There is only one way to know for sure, please have that necropsy done and a report of negative for Marek's before you sell any chicks.
 
Update. :)

Well, we put her in the "front yard" alone because I really was worried it was something bad, We didn't sell any chicks or anything. Then, our 2 silkies died suddenly and I was really worried.

And... 6 months later she's still a little weak on the legs, but 100% healthy. She layed her first eggs this week, the whole flock is very healthy. I really think it's some kind of nerve damage.
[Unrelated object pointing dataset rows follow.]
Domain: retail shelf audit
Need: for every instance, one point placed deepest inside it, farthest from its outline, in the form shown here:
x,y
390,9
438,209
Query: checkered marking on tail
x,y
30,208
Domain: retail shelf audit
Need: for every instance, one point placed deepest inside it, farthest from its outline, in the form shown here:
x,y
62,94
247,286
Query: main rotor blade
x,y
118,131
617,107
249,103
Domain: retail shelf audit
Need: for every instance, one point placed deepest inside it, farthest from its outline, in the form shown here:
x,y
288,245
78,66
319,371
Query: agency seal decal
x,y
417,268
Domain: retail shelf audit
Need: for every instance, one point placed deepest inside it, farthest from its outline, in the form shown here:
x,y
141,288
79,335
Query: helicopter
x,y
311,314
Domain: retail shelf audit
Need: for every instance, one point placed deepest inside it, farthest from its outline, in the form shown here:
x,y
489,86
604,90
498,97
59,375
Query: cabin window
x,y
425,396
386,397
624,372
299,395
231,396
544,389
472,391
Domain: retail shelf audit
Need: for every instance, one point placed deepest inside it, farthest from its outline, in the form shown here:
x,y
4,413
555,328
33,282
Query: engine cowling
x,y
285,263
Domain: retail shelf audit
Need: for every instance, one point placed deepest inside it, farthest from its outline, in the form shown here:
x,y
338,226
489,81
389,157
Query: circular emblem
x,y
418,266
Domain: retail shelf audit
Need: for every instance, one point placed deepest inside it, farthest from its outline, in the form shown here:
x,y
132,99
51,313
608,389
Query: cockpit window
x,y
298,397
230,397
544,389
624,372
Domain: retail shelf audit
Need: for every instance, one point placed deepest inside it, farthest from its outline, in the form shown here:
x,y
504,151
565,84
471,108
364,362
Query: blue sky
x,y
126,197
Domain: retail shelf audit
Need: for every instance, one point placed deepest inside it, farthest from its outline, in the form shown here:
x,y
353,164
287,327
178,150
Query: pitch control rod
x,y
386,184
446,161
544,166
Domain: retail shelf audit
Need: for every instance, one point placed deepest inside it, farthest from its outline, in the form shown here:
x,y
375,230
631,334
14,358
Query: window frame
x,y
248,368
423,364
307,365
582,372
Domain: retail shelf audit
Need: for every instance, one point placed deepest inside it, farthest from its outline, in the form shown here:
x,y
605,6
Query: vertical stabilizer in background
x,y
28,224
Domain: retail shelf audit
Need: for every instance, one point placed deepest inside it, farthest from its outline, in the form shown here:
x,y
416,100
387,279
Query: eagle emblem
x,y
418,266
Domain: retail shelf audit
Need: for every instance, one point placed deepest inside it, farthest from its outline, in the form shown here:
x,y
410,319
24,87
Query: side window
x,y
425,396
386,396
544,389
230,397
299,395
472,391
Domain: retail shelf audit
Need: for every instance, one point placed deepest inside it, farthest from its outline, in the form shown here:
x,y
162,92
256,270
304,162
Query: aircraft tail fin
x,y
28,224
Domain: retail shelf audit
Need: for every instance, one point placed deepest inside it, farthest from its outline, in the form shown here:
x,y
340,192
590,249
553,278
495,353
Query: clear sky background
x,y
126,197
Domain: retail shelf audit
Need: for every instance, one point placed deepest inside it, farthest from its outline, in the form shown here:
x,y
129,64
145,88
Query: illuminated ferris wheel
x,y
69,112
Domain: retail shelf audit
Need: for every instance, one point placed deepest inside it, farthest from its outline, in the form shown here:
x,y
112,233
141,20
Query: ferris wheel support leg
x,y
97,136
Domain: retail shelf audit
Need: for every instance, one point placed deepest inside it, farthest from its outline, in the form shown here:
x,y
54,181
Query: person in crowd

We won't hatch any of her eggs since we don't know it it was an injury or something genetic, and we have her away from the roosters anyway, but I"m hoping to use her to hatch some of our other eggs if she ever goes broody. She's great with our lonely only chick (8 weeks), so I think she'll be a great surrogate mama.

So, I'm happy it ended up not being something horrible, but also happy that I now know the risks. We will be getting any chicks from a hatchery and hens only from trusted sources- no auctions or random feed store birds unless we are able to quarantine them for at least 30 days, which we can't do now since said hen likes our front yard now and won't stay in the back.